Teima stone Louvre AO1505
Inscription en araméen de Tayma (VIe siècle av. J.-C.)
Stele Salm Louvre AO5009
Stèle portant une dédicace en araméen au dieu Salm. Grès, Ve siècle av. J.-C.. Trouvé à Tayma par Charles Huber en 1884. Louvre.

Les récentes découvertes archéologiques le démontrent : Tayma est habitée depuis l'âge du bronze.

Quand Sumer et le nord de la côte du Levant se développent et inventent la ville, Tayma est encore inconnue. Au deuxième millénaire av. J.-C., on construit un mur d'enceinte extérieur de boue et de grès, d'environ 10 mètres de haut, délimitant une superficie d'environ 20 hectares, ce qui représente le gagne-pain des habitants : une immense oasis de palmiers. Ce premier mur a été construit dans les siècles qui suivirent, pour finalement atteindre une longueur de 15 kilomètres. Sa solidité impressionne encore au XIe siècle l'historien arabe Abou Abdallah al-Bakri.
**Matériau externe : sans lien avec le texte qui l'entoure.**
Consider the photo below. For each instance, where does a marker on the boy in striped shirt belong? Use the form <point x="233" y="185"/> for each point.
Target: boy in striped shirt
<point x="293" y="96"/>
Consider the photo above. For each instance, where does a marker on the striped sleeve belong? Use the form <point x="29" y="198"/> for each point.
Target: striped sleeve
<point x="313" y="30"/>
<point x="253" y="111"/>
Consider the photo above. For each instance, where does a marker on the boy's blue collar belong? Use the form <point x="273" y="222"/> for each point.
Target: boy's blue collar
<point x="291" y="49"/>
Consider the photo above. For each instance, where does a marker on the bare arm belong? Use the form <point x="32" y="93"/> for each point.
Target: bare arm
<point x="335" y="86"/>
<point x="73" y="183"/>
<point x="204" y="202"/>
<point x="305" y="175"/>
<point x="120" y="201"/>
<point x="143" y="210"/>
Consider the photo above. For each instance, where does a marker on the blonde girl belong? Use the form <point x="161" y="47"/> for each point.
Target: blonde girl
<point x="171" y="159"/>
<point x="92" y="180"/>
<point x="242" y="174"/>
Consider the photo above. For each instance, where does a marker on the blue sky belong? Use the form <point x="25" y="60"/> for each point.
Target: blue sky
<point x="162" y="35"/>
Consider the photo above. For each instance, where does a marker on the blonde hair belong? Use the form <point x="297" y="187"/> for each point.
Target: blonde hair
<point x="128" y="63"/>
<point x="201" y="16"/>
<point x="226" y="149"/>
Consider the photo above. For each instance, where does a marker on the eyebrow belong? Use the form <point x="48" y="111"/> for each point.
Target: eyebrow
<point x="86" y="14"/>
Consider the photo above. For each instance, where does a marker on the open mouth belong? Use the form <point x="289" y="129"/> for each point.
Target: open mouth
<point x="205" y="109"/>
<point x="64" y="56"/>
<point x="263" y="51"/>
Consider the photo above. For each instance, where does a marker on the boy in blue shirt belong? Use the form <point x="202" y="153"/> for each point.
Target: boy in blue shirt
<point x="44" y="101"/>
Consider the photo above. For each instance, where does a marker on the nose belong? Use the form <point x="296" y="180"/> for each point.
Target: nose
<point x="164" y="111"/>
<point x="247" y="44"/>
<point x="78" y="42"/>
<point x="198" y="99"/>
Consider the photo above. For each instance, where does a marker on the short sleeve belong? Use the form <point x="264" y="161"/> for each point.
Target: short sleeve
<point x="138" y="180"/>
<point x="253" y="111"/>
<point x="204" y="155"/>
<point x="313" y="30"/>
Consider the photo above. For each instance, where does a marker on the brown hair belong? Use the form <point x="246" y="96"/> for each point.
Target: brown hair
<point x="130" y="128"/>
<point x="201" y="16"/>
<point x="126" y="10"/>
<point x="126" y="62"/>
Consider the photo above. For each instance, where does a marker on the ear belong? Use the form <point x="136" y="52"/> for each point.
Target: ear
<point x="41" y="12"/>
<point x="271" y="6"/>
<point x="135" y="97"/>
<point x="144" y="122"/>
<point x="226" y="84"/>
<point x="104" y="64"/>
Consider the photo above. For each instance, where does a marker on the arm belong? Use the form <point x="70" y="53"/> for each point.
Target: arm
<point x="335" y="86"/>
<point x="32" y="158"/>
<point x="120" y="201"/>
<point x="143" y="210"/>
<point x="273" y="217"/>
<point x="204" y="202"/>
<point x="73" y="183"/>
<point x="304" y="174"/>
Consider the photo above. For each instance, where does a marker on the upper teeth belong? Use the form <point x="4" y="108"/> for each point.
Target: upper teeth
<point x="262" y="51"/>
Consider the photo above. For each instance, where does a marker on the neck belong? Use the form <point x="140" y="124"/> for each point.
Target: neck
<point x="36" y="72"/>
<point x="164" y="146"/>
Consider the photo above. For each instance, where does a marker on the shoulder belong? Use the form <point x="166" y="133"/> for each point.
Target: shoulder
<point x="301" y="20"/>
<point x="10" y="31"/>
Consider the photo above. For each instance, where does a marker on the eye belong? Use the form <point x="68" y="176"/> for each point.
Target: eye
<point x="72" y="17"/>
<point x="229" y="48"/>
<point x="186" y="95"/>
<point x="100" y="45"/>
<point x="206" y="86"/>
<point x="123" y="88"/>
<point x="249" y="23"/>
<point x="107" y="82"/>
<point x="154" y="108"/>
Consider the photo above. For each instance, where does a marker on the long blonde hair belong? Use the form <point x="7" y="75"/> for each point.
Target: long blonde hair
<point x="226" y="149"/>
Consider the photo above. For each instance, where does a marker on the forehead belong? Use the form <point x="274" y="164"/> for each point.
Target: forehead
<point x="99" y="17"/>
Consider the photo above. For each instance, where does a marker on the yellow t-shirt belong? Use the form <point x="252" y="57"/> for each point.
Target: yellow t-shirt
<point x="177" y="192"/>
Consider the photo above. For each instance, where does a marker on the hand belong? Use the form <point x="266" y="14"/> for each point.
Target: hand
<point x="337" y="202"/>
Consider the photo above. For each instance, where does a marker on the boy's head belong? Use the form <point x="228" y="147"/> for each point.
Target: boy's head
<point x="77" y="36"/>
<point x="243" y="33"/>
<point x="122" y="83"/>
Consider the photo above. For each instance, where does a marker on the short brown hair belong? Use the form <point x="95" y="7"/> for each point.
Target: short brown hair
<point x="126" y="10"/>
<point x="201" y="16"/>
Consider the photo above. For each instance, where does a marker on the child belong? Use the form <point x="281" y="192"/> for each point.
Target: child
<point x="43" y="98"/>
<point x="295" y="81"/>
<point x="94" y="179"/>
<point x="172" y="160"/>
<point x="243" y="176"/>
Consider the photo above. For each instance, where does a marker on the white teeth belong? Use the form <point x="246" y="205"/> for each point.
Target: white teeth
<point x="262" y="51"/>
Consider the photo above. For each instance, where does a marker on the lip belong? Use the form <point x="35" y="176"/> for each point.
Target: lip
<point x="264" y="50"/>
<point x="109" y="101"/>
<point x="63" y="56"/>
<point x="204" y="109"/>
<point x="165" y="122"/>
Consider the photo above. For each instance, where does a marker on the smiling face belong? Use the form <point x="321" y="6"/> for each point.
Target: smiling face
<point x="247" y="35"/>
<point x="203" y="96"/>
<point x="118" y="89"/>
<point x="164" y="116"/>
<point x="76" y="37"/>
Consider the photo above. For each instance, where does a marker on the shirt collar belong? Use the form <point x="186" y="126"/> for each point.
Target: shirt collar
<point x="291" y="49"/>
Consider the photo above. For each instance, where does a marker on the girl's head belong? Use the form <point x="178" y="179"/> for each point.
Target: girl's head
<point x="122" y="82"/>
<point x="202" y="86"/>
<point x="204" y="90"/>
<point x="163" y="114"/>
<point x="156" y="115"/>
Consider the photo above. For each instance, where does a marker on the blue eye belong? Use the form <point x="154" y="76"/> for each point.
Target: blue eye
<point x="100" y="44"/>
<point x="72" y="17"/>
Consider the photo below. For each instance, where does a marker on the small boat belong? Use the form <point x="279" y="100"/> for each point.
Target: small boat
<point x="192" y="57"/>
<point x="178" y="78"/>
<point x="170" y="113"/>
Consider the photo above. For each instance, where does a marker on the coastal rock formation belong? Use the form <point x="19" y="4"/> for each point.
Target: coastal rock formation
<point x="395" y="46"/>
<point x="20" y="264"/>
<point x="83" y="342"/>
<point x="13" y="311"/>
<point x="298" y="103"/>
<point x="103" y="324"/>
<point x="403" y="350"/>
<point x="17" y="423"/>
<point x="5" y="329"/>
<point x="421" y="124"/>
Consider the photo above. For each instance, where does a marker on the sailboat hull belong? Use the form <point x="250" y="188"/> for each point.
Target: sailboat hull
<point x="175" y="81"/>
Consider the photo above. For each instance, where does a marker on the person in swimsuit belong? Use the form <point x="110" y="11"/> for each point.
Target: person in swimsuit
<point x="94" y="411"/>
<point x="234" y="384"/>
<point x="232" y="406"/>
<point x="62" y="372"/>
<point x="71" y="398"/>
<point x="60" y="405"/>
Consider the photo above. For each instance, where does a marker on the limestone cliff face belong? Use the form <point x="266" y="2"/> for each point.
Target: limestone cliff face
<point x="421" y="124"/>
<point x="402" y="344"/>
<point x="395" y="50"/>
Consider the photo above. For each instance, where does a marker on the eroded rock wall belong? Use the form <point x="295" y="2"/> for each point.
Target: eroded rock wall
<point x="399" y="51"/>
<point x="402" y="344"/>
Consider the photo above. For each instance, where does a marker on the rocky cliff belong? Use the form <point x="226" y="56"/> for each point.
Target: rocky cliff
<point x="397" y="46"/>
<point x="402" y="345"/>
On a découvert des tombeaux à l'intérieur du mur, et contre le mur extérieur, en bois et en ivoire, avec des décors de fleurs, de la fin de l'âge du bronze, de la fin du second millénaire.

En 2010, la Commission saoudienne pour le Tourisme et les Antiquités annonce la découverte d'un rocher près de Tayma portant une inscription du pharaon égyptien Ramsès III. Cette première découverte d'une inscription hiéroglyphique sur le sol saoudien permet de supposer que Tayma a été une ville-étape sur la route qui relie la côte de la mer Rouge de la péninsule arabique et la vallée du Nil.

Dans des inscriptions assyriennes du VIIIe siècle av. J.-C., paraît la plus ancienne mention de la ville-oasis, « Tiamat », oasis développée en ville prospère, riche en puits et en beaux bâtiments. Teglath-Phalasar III déclare avoir reçu un hommage de Tayma, et Sennachérib nomme l'une des portes de Ninive la Porte du Désert : « les dons de 'Sumu'anite et de Teymeite entrent par là. »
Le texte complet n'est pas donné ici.